A Data Audit is required to ensure data can be trusted for decision making.
We aim our data organization to achive:
Representative: we measure what we say we measure.
Accurate and Complete: we consistently measure and represent all data
Timely: data is available and processed in a timely manner, enabling data driven decisions as soon as they are possible.
Aligned with Business: what we measure and how we calculate things is aligned with and throughout the organization.
In a Data Audit we'd look at the following:
Data Quality
User identifier captured and used in generating KPIs is consistent and allows to identify continuous user behavior. Make sure that userid does not change over the course of the user journey in the app (for example, if a paying user gets a new userid once they pay).
What Good Looks Like (WGLL) KPI: impact below 5% of all users, new users or revenue.
Data is captured consistently, meaning the same actions of users always lead to the same captured data.
All historical data is available.
Same timestamps are used to determine time of events.
Usage of local timestamps or any other timestamp does not lead to a distortion of data larger than 5% of measured KPI.
Monitoring and alerts of data values for positive and negative anomalies are set up.
Infrastructure and monitoring:
Technical designs available to address:
Scaling of storage and processing of data
Access control
Retention policies
Report generation - Can the people who need the information get it?
Data loss from user action to data sent to analytics system (internal or 3rd party) is minimal.
WGLL KPI: data loss under 5% of all users, new users or revenue.

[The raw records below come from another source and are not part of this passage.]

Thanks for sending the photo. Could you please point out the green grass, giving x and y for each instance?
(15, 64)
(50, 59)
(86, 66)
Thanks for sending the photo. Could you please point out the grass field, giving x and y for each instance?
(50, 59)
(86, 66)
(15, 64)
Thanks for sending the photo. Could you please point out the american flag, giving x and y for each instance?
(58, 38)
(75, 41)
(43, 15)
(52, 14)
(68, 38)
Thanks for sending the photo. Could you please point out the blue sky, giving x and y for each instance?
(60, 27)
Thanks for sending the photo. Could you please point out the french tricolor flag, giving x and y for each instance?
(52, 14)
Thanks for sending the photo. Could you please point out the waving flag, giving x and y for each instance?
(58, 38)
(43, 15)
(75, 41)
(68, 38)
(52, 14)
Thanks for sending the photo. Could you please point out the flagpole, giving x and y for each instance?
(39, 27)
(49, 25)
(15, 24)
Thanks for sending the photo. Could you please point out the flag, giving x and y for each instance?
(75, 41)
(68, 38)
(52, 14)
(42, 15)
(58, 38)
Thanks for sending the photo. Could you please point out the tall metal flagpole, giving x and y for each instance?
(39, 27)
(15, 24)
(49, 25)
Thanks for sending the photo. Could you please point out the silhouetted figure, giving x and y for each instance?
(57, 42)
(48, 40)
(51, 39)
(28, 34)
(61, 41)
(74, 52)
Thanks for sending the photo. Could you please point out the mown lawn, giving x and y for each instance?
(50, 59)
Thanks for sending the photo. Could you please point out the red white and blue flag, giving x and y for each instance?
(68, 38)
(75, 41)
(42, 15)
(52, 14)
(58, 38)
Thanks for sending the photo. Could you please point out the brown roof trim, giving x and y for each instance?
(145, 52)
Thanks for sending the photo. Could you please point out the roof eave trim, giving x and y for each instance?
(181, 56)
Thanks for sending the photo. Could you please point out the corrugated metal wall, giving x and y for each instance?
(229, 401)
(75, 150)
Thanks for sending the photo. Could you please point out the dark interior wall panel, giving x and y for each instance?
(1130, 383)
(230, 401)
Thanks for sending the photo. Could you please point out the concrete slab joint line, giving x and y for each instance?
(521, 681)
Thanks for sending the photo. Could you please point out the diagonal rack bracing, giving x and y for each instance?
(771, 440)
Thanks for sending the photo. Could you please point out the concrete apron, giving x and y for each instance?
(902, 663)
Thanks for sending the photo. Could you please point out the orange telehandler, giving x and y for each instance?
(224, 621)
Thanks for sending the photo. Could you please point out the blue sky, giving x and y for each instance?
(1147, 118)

Data loss from data sent to analytics system (internal or 3rd party) to data saved in analytics system is minimal.
WGLL KPI: data loss under 5% of all users, new users or revenue.
Data duplication is minimal at source (app) and DWH ETLs.
WGLL KPI: duplicates less than 1%
System metrics and their relationship to business data, for example: Can you correlate crashes to retention?
SLO/SLI definition and metrics.
Any tech debt?
Risk of and past incidents, including bug logging, fixing and future prevention.
Monitoring and alerts of data quality, availability, data loss and duplication are set up.
Data Definitions:
Definition of the audiences and their needs, like audience
Marketing to drive UA spend
Live Ops to drive user monetization
Alignment of KPI definitions with the way they are calculated in the analytics system.
All departments (BI, marketing, product, data infra etc.) have KPI definitions and they are the same.
Alignment of data model with business needs, allowing cohort and date views.
Data is tracked and aggregated the same way for all platforms, all products.
Cohort metrics are normalized correctly as applicable:
Day N data includes only cohorts that have had at least N complete days
For those cohorts per previous section, Day N data counted includes only data that happened until Day N and not Day N+1 or more.
User identifier used to calculate LTV is aligned with the user identifier used to attribute UA spend.
Workflow and Operations:
Who is responsible for making sure the reports are available to the right audience?
How are audience needs defined and managed
How are reports developed? How are the reports actionable? What change do they drive? Who can generate reports or dashboards ?
How is data gathering implemented?
How is data quality verified?
How are releases of new data gathering and reporting managed?